Another reason that policymakers need to closely watch what happens with this program is that pay-for-performance schemes often have unintended consequences. Even though Medicare has carefully designed its new incentives to reward both achievement and improvement, it could turn out that it is much easier for high performing hospitals with lots of resources to maintain a high level of quality than it is for low performing hospitals to invest in the infrastructure and training that’s necessary to improve. For instance, major improvement might require a designated staff member in the hospital devoted to quality assurance, but a small hospital with an already overworked staff may not have the resources to commit to that. In fact, several providers in a study of pay-for-performance programs in Medicaid health plans reported just that. If this turns out to be the case for Medicare as well, then the program will end up taking away money from smaller hospitals in rural areas that don’t have the resources to improve and giving it to successful, teaching hospitals in exchange for maintaining their already high quality. Another potential, negative consequence would be if providers started turning away hard-to-treat patients in order to increase their scores. Clearly, this would not be the optimal—nor the ethical—outcome Medicare desires.

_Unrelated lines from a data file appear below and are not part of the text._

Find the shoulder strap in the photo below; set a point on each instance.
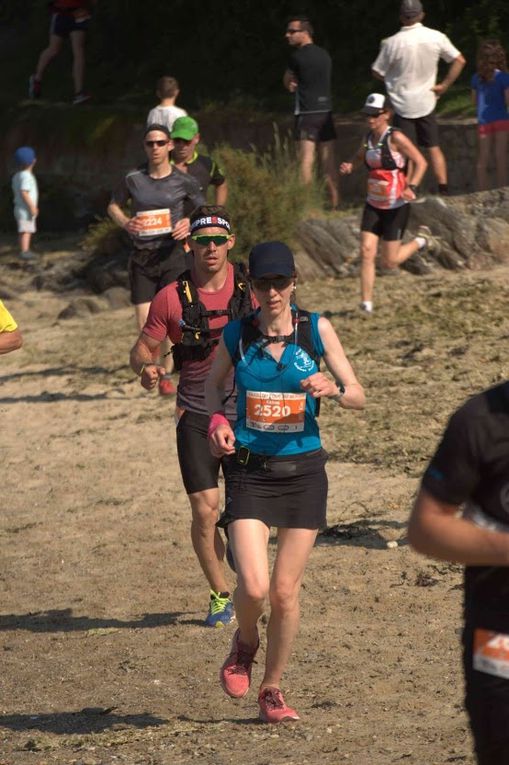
(388, 162)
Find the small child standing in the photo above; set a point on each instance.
(490, 93)
(166, 113)
(26, 199)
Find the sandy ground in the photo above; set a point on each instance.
(105, 659)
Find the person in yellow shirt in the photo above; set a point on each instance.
(10, 336)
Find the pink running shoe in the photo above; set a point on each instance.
(273, 708)
(235, 674)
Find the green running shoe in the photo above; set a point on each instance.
(220, 609)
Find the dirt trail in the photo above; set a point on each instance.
(104, 656)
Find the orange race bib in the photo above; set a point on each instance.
(155, 222)
(275, 412)
(491, 653)
(385, 187)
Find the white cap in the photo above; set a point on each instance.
(376, 103)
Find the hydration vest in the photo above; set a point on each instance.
(196, 343)
(303, 337)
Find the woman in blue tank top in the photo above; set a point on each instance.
(275, 464)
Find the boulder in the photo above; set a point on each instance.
(472, 229)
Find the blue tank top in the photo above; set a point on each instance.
(274, 415)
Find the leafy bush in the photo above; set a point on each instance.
(266, 197)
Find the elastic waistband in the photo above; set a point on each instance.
(246, 458)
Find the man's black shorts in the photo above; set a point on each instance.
(62, 24)
(421, 130)
(151, 270)
(389, 225)
(314, 127)
(199, 469)
(487, 703)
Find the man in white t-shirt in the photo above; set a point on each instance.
(166, 112)
(408, 64)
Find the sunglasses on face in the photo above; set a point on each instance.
(277, 282)
(217, 239)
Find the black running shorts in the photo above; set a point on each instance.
(314, 127)
(286, 492)
(389, 225)
(199, 469)
(487, 703)
(421, 130)
(151, 270)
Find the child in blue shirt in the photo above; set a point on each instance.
(26, 199)
(490, 93)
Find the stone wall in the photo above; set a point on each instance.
(83, 153)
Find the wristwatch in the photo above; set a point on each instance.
(146, 364)
(341, 391)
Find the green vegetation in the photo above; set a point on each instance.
(265, 194)
(238, 51)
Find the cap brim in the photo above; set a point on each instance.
(183, 136)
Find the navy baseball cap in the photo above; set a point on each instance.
(271, 258)
(24, 156)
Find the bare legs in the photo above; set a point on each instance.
(141, 312)
(207, 541)
(392, 255)
(48, 54)
(78, 64)
(438, 164)
(307, 155)
(24, 241)
(249, 540)
(485, 147)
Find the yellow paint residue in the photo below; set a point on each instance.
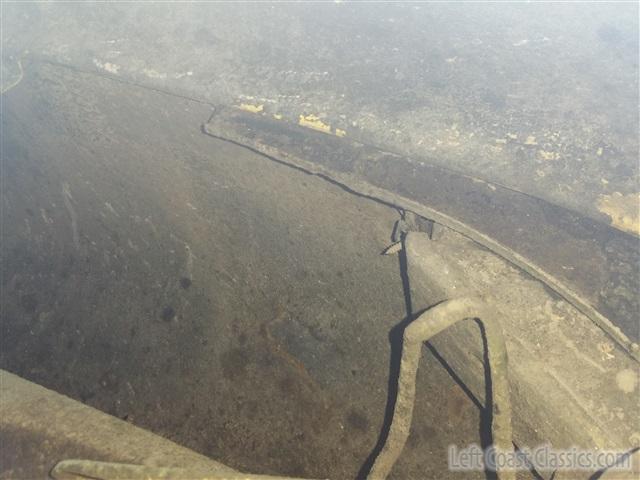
(248, 107)
(547, 155)
(624, 210)
(314, 122)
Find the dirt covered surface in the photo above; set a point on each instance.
(541, 97)
(234, 305)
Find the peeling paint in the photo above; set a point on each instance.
(313, 121)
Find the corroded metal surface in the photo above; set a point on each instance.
(591, 264)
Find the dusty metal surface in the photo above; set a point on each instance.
(590, 264)
(236, 306)
(39, 427)
(541, 97)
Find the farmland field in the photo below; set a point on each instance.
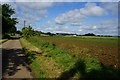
(105, 49)
(65, 56)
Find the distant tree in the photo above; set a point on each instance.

Medicare has started relatively small by choosing to redistribute only 1 percent of reimbursements, so it will have the chance to evaluate the effects of a promising program without it having disastrous consequences if it fails. This conservative strategy also means, of course, that the program won’t have too large an impact, at least in the short term. Still, it’s the beginning of a sorely needed change in a healthcare system that rewards quantity over quality, with terrible consequences for the federal budget and for patients. The first generation of pay-for-performance programs has seen some modest successes and some failures. The current Medicare program admirably tries to address many of these shortcomings. In the end, we can’t know if pay-for-performance will really work for the country’s healthcare system until we try it out—and, undoubtedly, the time has come to try. “This is just the opening bid,” said Leslie Greenwald, a principal scientist at the Research Triangle Institute International and co-editor of a recent book on pay-for-performance in healthcare. “We need to change the mindset that more is better.”
Jake Marcus is a post-bachelor fellow at the Institute for Health Metrics and Evaluation.